土地の評価額の基準は、1993年以前は市町村ごとにばらばらとなっていました。また、当時の地価高騰の原因の一つが固定資産税の安さにあるとの批判も出ていたことから、1993年の税制改正で土地の評価額を公示価格の7割に統一し、全体として税額を引き上げることが決まったのです。ただ、当時の評価額は公示地価の3~4割が一般的だったので、これを7割に引き上げると固定資産税の負担が一気に増すことになります。
この急激な税額上昇を抑えるために設けられたのが「負担調整措置」です。これは本来の課税評価額(公示価格の7割)に達していない土地について、毎年、評価額を5%(評価額が本来の課税評価額の2割以下の土地については20%)ずつ緩やかに引き上げていく措置です。

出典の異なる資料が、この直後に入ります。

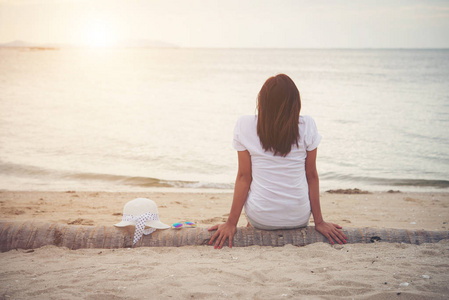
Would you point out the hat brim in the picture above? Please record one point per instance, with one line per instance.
(151, 223)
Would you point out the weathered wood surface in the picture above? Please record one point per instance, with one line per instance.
(30, 235)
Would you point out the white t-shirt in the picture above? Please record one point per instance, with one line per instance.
(279, 193)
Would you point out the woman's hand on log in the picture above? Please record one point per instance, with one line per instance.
(332, 232)
(224, 231)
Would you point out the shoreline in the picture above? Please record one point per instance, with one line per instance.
(319, 271)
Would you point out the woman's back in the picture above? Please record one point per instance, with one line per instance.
(279, 190)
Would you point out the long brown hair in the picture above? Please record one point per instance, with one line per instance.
(278, 105)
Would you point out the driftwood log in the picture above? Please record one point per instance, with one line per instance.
(30, 235)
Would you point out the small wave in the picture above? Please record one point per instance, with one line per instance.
(19, 170)
(406, 182)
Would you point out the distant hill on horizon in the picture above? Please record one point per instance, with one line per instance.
(130, 43)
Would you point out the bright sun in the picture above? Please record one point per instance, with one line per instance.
(99, 34)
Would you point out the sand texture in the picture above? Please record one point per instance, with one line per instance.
(316, 271)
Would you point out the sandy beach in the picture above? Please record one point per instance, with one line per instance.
(317, 271)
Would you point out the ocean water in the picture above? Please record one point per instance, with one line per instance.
(142, 119)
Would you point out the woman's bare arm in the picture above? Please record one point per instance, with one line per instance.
(242, 183)
(329, 230)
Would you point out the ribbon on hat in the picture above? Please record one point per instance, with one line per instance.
(140, 224)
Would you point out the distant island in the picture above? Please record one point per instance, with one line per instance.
(130, 43)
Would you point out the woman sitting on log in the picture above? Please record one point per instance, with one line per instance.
(277, 180)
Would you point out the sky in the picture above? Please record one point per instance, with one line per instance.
(230, 23)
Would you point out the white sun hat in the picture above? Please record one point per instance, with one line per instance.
(141, 212)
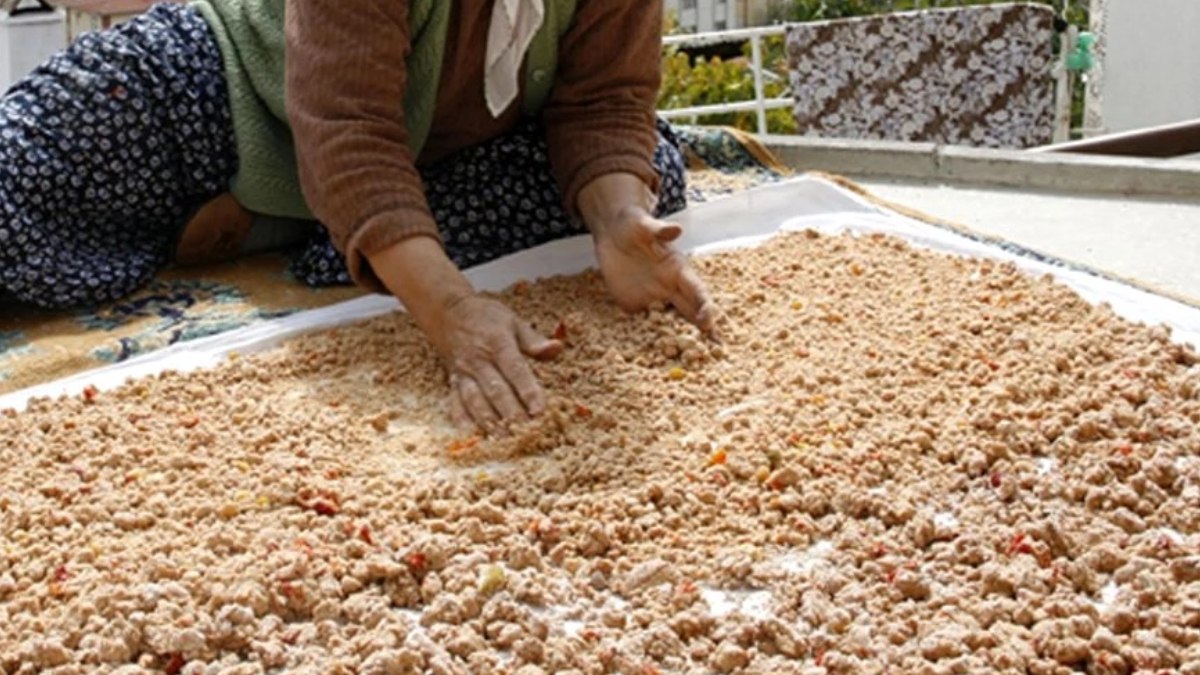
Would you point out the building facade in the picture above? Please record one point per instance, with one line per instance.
(706, 16)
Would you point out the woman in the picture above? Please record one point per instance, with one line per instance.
(423, 135)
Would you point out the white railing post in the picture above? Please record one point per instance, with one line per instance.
(760, 94)
(1063, 96)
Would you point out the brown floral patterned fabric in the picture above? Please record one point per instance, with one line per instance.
(973, 76)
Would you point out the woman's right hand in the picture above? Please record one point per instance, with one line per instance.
(483, 344)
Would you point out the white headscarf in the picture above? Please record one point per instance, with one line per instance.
(514, 25)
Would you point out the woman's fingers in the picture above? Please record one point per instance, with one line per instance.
(475, 402)
(498, 392)
(520, 376)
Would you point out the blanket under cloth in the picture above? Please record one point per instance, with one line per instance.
(185, 304)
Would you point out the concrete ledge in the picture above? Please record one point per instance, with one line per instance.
(996, 168)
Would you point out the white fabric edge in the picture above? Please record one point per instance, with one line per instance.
(737, 221)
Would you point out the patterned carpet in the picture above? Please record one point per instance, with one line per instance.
(185, 304)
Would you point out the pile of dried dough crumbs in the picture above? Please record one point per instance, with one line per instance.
(895, 461)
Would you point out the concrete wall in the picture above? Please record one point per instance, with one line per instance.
(1151, 64)
(703, 16)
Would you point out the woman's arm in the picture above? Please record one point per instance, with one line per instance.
(600, 117)
(600, 127)
(346, 83)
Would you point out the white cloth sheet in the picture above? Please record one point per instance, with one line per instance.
(741, 220)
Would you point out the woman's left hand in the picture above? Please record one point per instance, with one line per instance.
(642, 267)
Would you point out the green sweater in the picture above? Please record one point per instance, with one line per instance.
(250, 34)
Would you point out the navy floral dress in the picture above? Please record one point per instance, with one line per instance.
(111, 147)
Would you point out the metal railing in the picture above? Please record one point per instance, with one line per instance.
(761, 103)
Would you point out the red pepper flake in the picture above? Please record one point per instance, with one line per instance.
(418, 563)
(719, 458)
(291, 591)
(1019, 545)
(462, 444)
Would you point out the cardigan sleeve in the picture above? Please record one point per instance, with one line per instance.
(346, 83)
(600, 117)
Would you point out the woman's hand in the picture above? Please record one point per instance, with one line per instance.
(485, 346)
(483, 342)
(635, 251)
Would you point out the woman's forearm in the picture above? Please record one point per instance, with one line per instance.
(610, 197)
(418, 272)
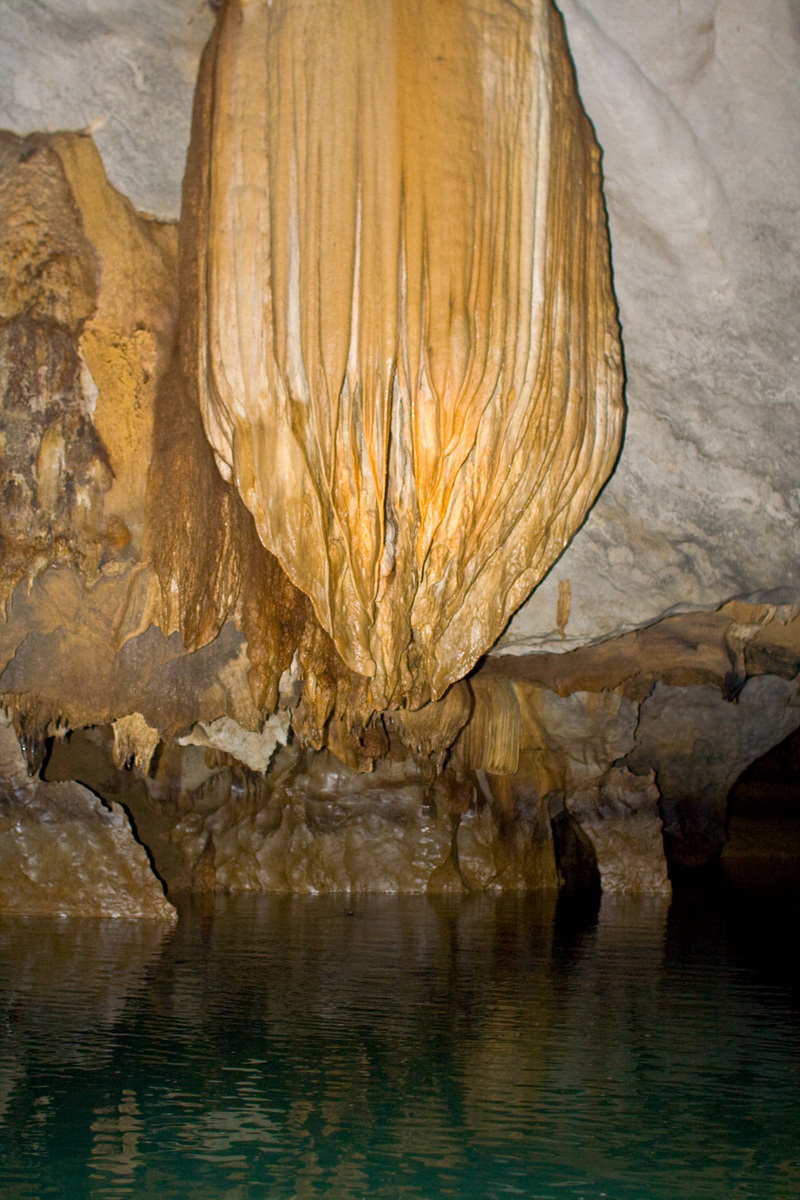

ところが、評価額が高めの土地と低めの土地とで不公平感があるとの批判が出たことから、1997年には「据え置き特例」が設けられました。これは、評価額が本来の課税評価額の80%以上と高い土地については、前年度の評価額を据え置くというものです。80%未満の低い土地については負担調整措置が継続されました。
ただ、この据え置き特例も今年の税制改正で廃止されました。これは、本来の課税評価額に対して80%未満の土地が少なくなり、課税に対する不公平感が小さくなってきたからです。
なるほど、いろいろな経緯をたどってきたわけですね。そうすると、今後はどうなると考えればいいのでしょうか。
評価額が本来の課税評価額(公示価格の70%)に達していない土地については、今後も本来の課税評価額の100%に達するまで引き上げられます。据え置き特例で97年以降、評価額が据え置かれていた土地についても2012年度(13年1月1日現在の所有者)から毎年5%ずつ上がることになるので、注意が必要です。ただ、本来の課税評価額の90~100%の土地については2012年度、13年度は据え置き特例が継続され、14年度から5%ずつ上がることになっています。
たとえば、課税評価額が2400万円の土地なら固定資産税は本来5万6000円ですが、実際の評価額がその80%にとどまっている場合、固定資産税は4万4800円で済んでいました。しかし、据え置き特例の廃止により、12年度から5年間、段階的に引き上げられることになります。